Illustration: Liu Rui/GT
The Fourth Ministerial Meeting of the China-CELAC Forum, held earlier this month, strengthened the commercial and diplomatic ties between China and the countries of Latin America and the Caribbean. It also highlighted the importance the Chinese government places on promoting knowledge about China in the Latin America and Caribbean region. Visa exemptions for five countries in the region (Argentina, Brazil, Chile, Peru and Uruguay), effective June 1, also serve as a clear sign of encouragement for people-to-people exchanges.
From Latin America's perspective, if the region wishes to play a more active and creative role in its relations with China, it is essential to gain a deeper understanding of Chinese society. This understanding goes far beyond economic indicators or trade agreement analysis. It requires, above all, a structured comprehension of the political and institutional logic that guides the Chinese system, along with the domestic and foreign policies of the Chinese government and the historical and cultural values that shape Chinese social organization.
In the West, Chinese governance is often reduced to binary stereotypes: authoritarianism versus democracy, state control versus market freedom, communism versus capitalism. This shallow view, which insists on fitting a highly complex and ancient civilization into rigid conceptual frameworks, impoverishes the debate and undermines the quality of dialogue. Latin America and the Caribbean must reject this oversimplification.
For reasons rooted in Chinese history and political culture shaped over centuries, China's governance has its own logic, which includes, among other features, long-term planning with clear goals and metrics; a Party-based meritocracy that combines talent and virtue in official selection and promotion; coordinated institutional mobilization with vertical and horizontal oversight mechanisms; and, increasingly, broader public participation in evaluating and defining government initiatives. None of these variables is fully comprehended through traditional Western political analysis tools.

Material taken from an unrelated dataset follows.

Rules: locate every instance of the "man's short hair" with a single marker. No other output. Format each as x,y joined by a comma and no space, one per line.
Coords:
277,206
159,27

A common difficulty in many Latin American and Caribbean countries is understanding the rhythm and dynamics of Chinese society, which at times accelerates and at other times pauses. China has done its part. There is a series of structured actions in its foreign policy guided by the principle of knowledge diplomacy, rooted in a deep study of the partner before negotiation and cooperation. The creation of Latin American studies centers in China and cooperation with Latin American universities has enabled the development of high-level academic diplomacy aimed at fostering partnerships that benefit everyone involved.
What the China-CELAC Forum makes clear is that there is significant potential for South-South cooperation, but it requires greater informational symmetry. While the Chinese invest in studying Latin America, Latin American countries have not dedicated enough institutional effort to understanding contemporary China. Without robust training programs, investment in Sinology, and regional coordination for academic and institutional exchange, the region risks being a passive interlocutor.
This diplomatic effort to create Latin American studies and Chinese studies programs must be carried out by universities and think tanks in order to build technical and scientific bridges of dialogue. It also requires, above all, a re-education of perception: to stop seeing China through the filters of Washington's perspective, and to start seeing it as it truly is. Effective dialogue is not built merely on ideological affinities or commercial interests. It demands knowledge, institutional empathy and cultural sensitivity.
Knowing China is a prerequisite for relating to it in a mature and strategic way. The Fourth Ministerial Meeting of the China-CELAC Forum was a reminder that the 21st century will be largely defined by the quality of Asia-Latin America relations. This knowledge diplomacy will allow the peoples of China and Latin America and the Caribbean to build a community of shared future more effectively, avoiding diplomatic missteps and adapting their approaches to each people's distinctiveness.